4. Erlang...

1.5K 85 11
                                    

Pagi ini Reina telah bersiap menuju sekolahnya. Siulan merdunya menjelajahi setiap sudut rumah.

"Non, dimakan dulu sarapanya!" Ujar seorang wanita paruh baya, yang sedang merapihkan meja makan.

"Gak usah bi. Rei udah telat nih, mau makan di sekolah aja nanti." Reina berkata, bersamaan dengan senyum manisnya.

"Ya sudah... Tapi beneran makan ya nanti!" Wanita tua itu memperingatkan dengan mengangkat telunjuknya.

"Siap Bi Ijah!" Reina memberi hormat kepada wanita itu, bi Ijah.

Bi Ijah adalah orang yang selalu ada untuk Reina, baik susah ataupun senang. Ia orang yang paling mengerti Reina, selain ayahnya dan Erika. Walaupun hanya pembantu, tetapi Reina sudah menganggapnya seperti neneknya sendiri.

"Ya udah aku berangkat dulu Bi. Pak No udah nunggu di depan." Reina berlari keluar rumah, dan langsung menaiki mobilnya.

"Berangkat Pak!" Ujar Reina yang mendapat anggukan dari Pak No. Saat mobil itu hendak melaju, seorang pria menghentikan.

"Papa?" Gumam Reina memanggil.

"Pa! Ngapain disitu? Rei mau berangkat." Ujar Reina jengkel. Ia hanya bisa mendengus pelan.

"Kamu berangkat sama papa! Udah lama lho papa gak nganter kamu." Rajuk ayahnya kepada Reina.

"Ya ampun. Dikira kenapa," Dengan sigap Reina menuruni mobil yang saat ini ditumpanginya, dan memasuki mobil ayahnya.

"Nah gitu dong! Anak papa nurut." Ucap ayah Reina penuh kemenangan. Cengiran lebar terlihat jelas di wajah ayahnya.

"Ishh... papa lebay nih. Sebutin, kapan Rei gak pernah nurut?" Cibir Reina kepada ayahnya, yang langsung disambut derai tawa ayahnya.

"Hihihi... iya iya!" ayah mengacak rambut anak perempuan kesayangannya itu.

"Papa... Rei berantakan rambutnya," Reina memasang wajah cemberut, yang membuat ayahnya terkekeh kembali.

"Ck lebay kamu!
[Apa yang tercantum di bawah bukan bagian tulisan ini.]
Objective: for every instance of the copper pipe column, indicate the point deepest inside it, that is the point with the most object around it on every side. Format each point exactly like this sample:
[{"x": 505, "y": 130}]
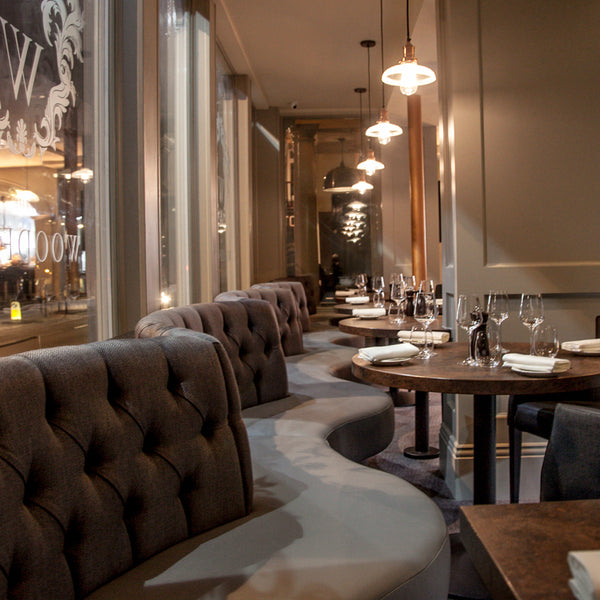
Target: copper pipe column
[{"x": 417, "y": 187}]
Pasti udah ada cowok yaa... jadi rambut berantakan dikit, sedih!" Goda ayahnya sambil menaik turunkan alis.

"Papaa...Ish nyebelin!" Reina mengerucutkan bibirnya kesal.

"Hehe maaf deh." Ujar ayah sambil terus menyetir. Tak terasa mereka telah sampai di sekolah Rei. Memang jaraknya cukup dekat. Jika dari rumah ke sekolah, paling sekitar 10-15 menit waktu yang ditempuh.

"Nah sampai, Rei. Cepet kan papa bawa mobilnya? Udah kayak pembalap f1 aja nih." Ujar ayah terlampau pd. Sontak Reina langsung berpura-pura ingin muntah.

"Iya, mirip banget kok. Ya udah pa, Rei sekolah dulu." Reina berpamitan kepada ayahnya, kemudian menuruni mobil putih ayahnya, yang terdapat sedikit goresan. Waktu itu, seseorang secara tidak sengaja menabrak mobil ayahnya.

"Bye pa!" Reina bersorak sembari melambaikan tangannya.

"Bye honey! Belajar, jangan lirik-lirik cowok!" Teriak ayahnya tak kalah kencang, yang membuat sekelilingnya menatap aneh kearahnya. Reina hanya menutupi wajahnya malu, kemudian segera berlari

Saat berjalan menuju kelasnya, ia masih menggerutu tentang ayahnya.

"Gak habis pikir sama papa. Kok bisa-bisanya kayak gi--"

BRUK!

Tanpa Reina sadari, ia menabrak seseorang di depannya, hingga ia terjungkal.

"Awww!!" Pekik Reina sakit.

"Rei..." Gumam orang tersebut.

Seseorang yang ditabrak Reina mengulurkan tangannya untuk membantu Reina berdiri.